SHARE

Ilustrasi (Net)

Krisis yang terjadi di Indonesia jangan dijadikan alasan untuk menghambat rakyat berfikir kritis. Demokrasi di negeri ini harus tetap diberikan kekuasaan dengan memberikan ruang yang seluas-luasnya kepada rakyat untuk menyampaikan kritik.  Sebab, demokrasi adalah kedaulatan secara mutlak berada di tangan rakyat, bukan terletak pada kekuasaan.  Meskipun kritik itu pahit, pemerintah tidak boleh membungkam komentar, suara dan ekspresi yang diungkapkan oleh rakyat selagi kritik yang disampaikan masih sejalan dengan aturan konstitusi bukan ujaran kebencian, fitnah, pembunuhan karakter, atau menyerang hal privat pemerintah.

Maka itu, dalam situasi dan kondisi apa pun, suara kritis rakyat seperti mahasiswa, pers, penggiat anti korupsi, dan aktivis kemanusiaan tidak boleh dibungkam, disumbat, disensor, dibatasi, dan dikristalkan oleh negara. Meskipun, negara mengalami multikrisis, rakyat tetap tampil kritis dalam menghasilkan demokrasi sehat.

Dalam menghadapi berbagai ekspresi rakyat tersebut, maka pemerintah atau pemangku kebijakan tidak boleh alergi.

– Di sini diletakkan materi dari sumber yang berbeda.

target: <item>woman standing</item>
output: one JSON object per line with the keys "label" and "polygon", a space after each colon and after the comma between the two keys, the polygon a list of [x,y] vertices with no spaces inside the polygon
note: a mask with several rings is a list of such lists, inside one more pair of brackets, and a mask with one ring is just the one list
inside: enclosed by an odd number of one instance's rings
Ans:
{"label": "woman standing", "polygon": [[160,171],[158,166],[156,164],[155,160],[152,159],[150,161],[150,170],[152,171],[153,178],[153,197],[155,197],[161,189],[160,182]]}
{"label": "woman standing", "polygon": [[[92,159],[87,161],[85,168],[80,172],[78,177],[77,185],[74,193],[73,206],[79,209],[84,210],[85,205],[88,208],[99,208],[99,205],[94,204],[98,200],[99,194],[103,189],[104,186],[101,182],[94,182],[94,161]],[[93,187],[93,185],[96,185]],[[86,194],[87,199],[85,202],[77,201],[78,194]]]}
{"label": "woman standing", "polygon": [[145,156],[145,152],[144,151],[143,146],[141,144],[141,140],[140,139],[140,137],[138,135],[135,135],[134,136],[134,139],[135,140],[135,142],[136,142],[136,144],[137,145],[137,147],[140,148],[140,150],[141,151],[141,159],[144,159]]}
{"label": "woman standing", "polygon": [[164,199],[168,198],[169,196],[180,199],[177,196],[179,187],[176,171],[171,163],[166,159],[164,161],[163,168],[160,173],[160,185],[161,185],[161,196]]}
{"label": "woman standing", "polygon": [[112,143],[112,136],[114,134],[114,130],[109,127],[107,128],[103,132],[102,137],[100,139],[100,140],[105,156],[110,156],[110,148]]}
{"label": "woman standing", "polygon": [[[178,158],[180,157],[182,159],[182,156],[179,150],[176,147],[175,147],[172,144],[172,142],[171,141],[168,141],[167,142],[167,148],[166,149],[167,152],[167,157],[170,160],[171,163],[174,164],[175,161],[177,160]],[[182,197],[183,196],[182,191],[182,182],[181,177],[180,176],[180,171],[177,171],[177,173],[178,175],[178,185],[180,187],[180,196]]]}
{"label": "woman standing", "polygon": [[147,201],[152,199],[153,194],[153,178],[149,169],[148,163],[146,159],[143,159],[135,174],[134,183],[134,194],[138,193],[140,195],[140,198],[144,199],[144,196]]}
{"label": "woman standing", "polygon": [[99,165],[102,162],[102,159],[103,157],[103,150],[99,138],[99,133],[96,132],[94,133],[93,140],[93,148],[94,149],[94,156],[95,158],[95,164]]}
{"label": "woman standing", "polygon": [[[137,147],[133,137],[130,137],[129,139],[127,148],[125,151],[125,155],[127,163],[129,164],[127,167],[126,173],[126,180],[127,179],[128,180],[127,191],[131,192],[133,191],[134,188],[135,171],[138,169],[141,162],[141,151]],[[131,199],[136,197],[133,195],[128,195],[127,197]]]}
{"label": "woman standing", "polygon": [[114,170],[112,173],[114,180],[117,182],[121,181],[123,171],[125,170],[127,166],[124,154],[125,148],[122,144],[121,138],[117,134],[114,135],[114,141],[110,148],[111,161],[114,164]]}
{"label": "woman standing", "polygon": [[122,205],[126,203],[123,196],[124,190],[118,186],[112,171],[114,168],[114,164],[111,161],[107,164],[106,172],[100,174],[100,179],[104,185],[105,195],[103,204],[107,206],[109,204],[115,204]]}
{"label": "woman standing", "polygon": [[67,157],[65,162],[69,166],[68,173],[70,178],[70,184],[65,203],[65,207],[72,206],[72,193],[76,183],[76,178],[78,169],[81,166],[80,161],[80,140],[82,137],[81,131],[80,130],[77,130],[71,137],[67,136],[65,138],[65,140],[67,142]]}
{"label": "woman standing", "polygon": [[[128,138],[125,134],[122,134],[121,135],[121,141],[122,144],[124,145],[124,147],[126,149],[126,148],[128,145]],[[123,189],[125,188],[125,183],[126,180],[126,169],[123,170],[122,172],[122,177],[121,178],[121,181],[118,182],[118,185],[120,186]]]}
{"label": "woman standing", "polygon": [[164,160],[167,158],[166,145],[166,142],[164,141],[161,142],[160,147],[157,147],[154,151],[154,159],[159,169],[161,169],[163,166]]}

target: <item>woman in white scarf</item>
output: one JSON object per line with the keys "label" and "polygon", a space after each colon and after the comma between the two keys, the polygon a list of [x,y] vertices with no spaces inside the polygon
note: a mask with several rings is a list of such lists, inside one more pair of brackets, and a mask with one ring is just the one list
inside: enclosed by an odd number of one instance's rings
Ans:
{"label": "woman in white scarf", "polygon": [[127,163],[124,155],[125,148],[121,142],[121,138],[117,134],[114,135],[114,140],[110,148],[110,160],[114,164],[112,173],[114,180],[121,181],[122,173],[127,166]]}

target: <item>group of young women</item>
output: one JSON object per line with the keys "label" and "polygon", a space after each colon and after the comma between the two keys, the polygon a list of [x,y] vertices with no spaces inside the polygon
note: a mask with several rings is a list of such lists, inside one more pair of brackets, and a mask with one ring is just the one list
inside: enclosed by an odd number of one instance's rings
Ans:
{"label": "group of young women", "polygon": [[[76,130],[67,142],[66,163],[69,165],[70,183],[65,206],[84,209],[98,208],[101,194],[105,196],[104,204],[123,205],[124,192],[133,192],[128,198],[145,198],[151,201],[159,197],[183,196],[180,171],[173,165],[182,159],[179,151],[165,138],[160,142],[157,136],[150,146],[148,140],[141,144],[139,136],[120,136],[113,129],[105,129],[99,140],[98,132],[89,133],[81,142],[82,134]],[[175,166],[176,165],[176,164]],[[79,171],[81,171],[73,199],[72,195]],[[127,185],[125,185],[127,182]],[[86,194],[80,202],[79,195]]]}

Mestinya, pemerintah harus sudi dan sabar untuk mendengar suara hati rakyat.  

Ekspresi demokrasi jangan dianggap sebagai batu penghambat bagi pemerintah dalam melahirkan loncatan-loncatan cepat, terarah dan terukur. Sebab, melalui kritik yang bersumber dari rakyat itu, pemerintah tentu bekerja lebih cepat, tepat dan terukur dalam menyelesaikan setiap krisis yang dihadapi.

Demokrasi yang sehat justru menjadi katalis yang diperlukan dalam suatu negara demokratis. Demokrasi pada dasarnya adalah kebebasan rakyat yang bertanggung jawab. Ia bersandar pada nilai-nilai kebenaran, keadilan, dan kemanusian.

Kebebasan berbicara (freedom of speech) adalah suatu kebebasan yang mengacu pada sebuah hak untuk berbicara secara bebas, tanpa adanya tindakan sensor atau pembatasan oleh kekuasaan.

Kembali pada penghapusan mural yang bernada kritikan, ini bisa membawa demokrasi di Indonesia  tidak sehat.  Sebab, ekspresi yang disampaikan oleh rakyatnya melalui seni pun dibungkam. Padahal seni adalah kritik yang paling halus untuk mengekspresikan dari kenyataan hidup yang dirasakan oleh rakyat.  Jangan sampai tindakan reaktif  hingga resresif tersebut semakin memperkuat bahwa demokrasi di negeri ini terancam.

Berdasarkan Indeks Demokrasi 2019, Indonesia masuk dalam katagori demokrasi cacat. Dalam indeks tersebut Indonesia mendapatkan skor 6,48 dan menempati peringkat 64 dari 167 negara yang disurvei.  Kebebasan sipil di Indonesia dalam Indeks Demokrasi 2019 adalah yang terendah di antara indikator lainnya. Pada skala 10, nilai kebebasan sipil Indonesia mencapai 5,59. Sementara nilai budaya politik Indonesia mencapai 5,63 poin.

Demokrasi di Indonesia terancam juga telah digambarkan oleh hasil survei yang dilakukan oleh Saiful Mujani Reserach Center (SMRC) 2019, yang menyimpulkan kebebasan sipil di era Joko Widodo memburuk. Berdasarkan survei yang dilakukan Mei-Juni 2019 tersebut, 43 persen responden menyatakan takut menyampaikan pendapat.  Angka tersebut meningkat signifikan dibandingkan pada tahun 2014 yang hanya 24 persen.

Pemerintah jangan alergi terhadap kritik. Kritik yang disampaikan oleh rakyat harus dijadikan energi untuk memberikan yang terbaik bagi rakyat. Jangan bungkam suara rakyat hanya untuk kepentingan kekuasaan semata.